Dates included are not entirely within the ranges given. The ranges given may have been the exact dates that the Iranians had control of those IP addresses within whatever rented datacenters they were using, or it could be static IP addresses leased to an organization over a long period of time. Even so, the dates given were very short most of the time, and could have been just when the logs they had of attacks were given rather than the known usage from the “other side”.

Quoting the PDF:

Please note many of these IP addresses likely correspond to Virtual Private Network (VPN) services which can be used by individuals all over the world. While this creates the potential for false positives, any activity on the below would likely warrant further investigation.

Which is in line with what I was saying, however also to note:

This group has been linked to efforts to disseminate a propaganda video concerning voter fraud and hacking of US voter information.

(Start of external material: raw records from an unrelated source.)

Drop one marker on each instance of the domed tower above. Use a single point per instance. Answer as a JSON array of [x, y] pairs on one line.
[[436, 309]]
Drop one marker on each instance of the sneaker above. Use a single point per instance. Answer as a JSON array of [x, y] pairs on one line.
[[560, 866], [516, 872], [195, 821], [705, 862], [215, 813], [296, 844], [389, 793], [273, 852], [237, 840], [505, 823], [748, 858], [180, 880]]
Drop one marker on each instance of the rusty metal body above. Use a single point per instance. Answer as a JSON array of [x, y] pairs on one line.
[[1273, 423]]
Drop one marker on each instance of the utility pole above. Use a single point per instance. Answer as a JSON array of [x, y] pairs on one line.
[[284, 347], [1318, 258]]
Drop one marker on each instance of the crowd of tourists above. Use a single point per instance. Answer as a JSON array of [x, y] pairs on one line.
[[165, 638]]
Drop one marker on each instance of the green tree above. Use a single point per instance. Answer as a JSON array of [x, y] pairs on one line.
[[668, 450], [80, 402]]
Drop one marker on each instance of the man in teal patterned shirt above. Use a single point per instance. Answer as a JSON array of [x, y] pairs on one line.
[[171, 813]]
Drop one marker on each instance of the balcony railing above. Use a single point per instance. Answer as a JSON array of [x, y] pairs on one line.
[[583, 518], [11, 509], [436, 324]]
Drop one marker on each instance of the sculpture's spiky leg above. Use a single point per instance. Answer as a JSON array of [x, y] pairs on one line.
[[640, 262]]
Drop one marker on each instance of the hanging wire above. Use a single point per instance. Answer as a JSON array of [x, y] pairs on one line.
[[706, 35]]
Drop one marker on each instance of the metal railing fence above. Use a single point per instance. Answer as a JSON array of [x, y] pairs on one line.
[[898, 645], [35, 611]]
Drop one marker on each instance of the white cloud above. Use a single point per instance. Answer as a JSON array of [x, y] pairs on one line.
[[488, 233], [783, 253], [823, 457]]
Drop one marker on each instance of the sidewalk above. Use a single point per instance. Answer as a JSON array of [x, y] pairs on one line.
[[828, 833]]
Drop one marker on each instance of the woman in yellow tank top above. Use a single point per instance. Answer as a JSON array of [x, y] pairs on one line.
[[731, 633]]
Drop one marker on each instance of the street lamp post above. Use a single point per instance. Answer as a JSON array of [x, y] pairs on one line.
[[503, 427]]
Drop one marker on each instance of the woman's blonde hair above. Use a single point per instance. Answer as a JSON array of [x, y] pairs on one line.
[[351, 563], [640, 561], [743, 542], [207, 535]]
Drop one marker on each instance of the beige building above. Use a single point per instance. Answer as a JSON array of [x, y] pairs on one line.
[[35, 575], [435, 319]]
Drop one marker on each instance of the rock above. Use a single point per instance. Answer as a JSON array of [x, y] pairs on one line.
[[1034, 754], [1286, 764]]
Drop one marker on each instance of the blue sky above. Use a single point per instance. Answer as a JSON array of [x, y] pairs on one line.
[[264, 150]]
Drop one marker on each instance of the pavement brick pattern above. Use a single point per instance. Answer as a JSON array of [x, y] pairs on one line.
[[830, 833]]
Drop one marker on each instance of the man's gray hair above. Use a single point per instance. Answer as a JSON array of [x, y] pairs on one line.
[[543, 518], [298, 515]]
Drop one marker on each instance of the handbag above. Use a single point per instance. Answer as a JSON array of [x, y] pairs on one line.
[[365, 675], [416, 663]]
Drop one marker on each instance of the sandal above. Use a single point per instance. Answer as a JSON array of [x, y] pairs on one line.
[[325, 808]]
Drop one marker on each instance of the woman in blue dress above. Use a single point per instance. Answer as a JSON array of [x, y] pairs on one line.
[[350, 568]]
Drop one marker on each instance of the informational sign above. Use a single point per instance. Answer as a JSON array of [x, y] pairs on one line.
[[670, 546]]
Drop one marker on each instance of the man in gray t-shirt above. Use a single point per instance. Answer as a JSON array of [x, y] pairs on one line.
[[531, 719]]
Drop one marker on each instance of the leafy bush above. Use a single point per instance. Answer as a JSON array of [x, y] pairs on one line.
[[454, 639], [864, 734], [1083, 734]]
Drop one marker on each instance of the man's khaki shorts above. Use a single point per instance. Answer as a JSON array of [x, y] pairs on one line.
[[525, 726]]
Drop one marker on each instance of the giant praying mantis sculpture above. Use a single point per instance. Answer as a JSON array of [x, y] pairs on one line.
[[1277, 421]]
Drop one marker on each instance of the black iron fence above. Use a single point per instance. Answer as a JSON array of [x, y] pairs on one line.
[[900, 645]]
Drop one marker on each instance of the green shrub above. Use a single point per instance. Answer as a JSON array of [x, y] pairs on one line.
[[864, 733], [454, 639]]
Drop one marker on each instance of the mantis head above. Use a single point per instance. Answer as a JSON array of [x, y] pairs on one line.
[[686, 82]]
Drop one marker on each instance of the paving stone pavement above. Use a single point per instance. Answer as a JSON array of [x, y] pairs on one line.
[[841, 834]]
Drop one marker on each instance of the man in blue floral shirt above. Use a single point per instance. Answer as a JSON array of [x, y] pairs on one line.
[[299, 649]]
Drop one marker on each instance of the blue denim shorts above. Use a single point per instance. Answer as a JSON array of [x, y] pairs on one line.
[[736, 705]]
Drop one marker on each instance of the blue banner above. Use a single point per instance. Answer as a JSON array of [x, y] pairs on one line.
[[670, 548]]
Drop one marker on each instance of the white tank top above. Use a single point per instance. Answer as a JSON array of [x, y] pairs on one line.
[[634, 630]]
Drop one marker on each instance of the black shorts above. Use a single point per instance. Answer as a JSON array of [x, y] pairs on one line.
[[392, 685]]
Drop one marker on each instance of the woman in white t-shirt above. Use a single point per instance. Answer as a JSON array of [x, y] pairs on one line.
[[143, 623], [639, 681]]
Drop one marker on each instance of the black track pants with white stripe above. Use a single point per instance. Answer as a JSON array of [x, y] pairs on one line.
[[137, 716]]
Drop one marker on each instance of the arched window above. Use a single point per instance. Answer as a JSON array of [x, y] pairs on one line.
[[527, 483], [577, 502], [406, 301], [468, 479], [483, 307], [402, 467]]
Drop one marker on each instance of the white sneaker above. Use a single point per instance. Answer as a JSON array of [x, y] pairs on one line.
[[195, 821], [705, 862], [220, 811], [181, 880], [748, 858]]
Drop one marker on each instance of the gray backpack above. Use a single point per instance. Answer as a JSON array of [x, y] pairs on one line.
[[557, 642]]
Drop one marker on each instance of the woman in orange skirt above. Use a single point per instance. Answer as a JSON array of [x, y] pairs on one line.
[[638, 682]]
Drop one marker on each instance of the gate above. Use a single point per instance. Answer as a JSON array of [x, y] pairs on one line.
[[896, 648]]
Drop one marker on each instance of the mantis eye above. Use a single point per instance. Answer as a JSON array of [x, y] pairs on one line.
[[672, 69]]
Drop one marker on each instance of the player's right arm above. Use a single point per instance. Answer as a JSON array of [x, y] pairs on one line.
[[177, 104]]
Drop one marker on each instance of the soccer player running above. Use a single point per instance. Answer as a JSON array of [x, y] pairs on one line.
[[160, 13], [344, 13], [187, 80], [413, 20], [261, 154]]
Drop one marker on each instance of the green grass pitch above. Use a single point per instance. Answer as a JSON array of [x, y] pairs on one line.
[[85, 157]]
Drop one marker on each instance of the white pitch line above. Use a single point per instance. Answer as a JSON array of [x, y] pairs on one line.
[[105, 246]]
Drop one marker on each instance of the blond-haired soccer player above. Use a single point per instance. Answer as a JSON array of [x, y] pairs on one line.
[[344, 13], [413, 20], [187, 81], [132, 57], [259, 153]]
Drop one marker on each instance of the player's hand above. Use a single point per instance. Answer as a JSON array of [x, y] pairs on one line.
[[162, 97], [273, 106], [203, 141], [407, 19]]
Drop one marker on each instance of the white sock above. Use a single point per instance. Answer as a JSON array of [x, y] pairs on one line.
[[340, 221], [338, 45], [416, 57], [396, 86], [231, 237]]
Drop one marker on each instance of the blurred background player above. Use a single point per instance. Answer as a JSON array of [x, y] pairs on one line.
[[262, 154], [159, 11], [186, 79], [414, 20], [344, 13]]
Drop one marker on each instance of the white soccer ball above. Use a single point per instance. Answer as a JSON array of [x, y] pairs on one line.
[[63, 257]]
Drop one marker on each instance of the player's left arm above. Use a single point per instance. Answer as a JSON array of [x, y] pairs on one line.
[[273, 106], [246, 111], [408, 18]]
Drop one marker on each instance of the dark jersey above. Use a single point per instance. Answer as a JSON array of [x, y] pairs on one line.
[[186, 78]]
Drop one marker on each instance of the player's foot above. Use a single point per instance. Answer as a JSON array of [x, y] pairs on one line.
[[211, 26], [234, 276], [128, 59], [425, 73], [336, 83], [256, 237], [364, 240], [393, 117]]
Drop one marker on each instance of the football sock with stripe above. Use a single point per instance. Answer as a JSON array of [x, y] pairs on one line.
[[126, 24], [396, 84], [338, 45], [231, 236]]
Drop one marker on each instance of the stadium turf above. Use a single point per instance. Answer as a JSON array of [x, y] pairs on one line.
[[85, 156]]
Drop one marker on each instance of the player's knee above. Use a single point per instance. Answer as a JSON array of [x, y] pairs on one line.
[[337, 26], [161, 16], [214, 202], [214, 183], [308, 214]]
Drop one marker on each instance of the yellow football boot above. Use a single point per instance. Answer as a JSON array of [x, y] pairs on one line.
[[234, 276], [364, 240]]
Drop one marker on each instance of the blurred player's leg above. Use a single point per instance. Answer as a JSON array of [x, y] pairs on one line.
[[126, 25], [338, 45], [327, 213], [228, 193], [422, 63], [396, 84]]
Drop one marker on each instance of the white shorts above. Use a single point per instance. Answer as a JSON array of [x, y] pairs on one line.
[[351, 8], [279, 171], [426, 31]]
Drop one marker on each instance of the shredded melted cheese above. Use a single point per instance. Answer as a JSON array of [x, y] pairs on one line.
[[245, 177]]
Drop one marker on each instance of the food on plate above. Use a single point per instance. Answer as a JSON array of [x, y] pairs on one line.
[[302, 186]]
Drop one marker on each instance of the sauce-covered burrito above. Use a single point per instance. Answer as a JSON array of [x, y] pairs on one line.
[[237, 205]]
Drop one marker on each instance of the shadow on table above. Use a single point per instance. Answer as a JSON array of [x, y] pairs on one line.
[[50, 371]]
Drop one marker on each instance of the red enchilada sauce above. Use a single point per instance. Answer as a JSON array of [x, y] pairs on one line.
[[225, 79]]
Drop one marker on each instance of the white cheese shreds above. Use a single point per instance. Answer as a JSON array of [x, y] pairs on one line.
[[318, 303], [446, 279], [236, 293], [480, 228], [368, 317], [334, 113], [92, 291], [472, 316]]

The FBI advises this video is almost certainly intended to make US voter information and the voting process appear insecure and susceptible to fraud. The FBI advises that certain demonstrational activity in the video [e.g., a purported Structured Query Language (SQL) injection to obtain US voter information] may have been fabricated by the actors for psychological effect.

The video shows actors using the SQLmap tool. While the video alone does not necessarily validate whether the actors successfully conducted a SQL injection against US election infrastructure and/or obtained voter information, it should be assumed that this group is familiar with traditional TTPs such as SQL injection and other exploitation methods referenced in AA20-296B. While there is reason to doubt the veracity of the activity portrayed in the video, the FBI advises this group is likely capable of exploiting US Web sites with common vulnerabilities.

It's interesting to note some of this traffic is attacking MS-SQL ports (1433), and SQLmap would in fact attempt to attack those ports. This could mean that it was an actual attempt, or it could also just be them or someone else randomly scanning things. It could also be them scanning anything and everything, try to flag an FBI report, and then scare the crap out of sysadmins through a very advanced propaganda technique.

Regardless there is no SQL server on that host, so they aren't going to get into anything. I serve almost exclusively static content, and nothing special is on this server that isn't directly delivered to you by browsing these pages. This is by design.

I'm a bit confused by the consistent source port of 46645 from the Israeli IP. Clearly scanning for RDP vulnerabilities, so I'm not sure what that's about. Screams poorly written custom scanner or something.

Also, I quite like the attempt on port 12345. Classy.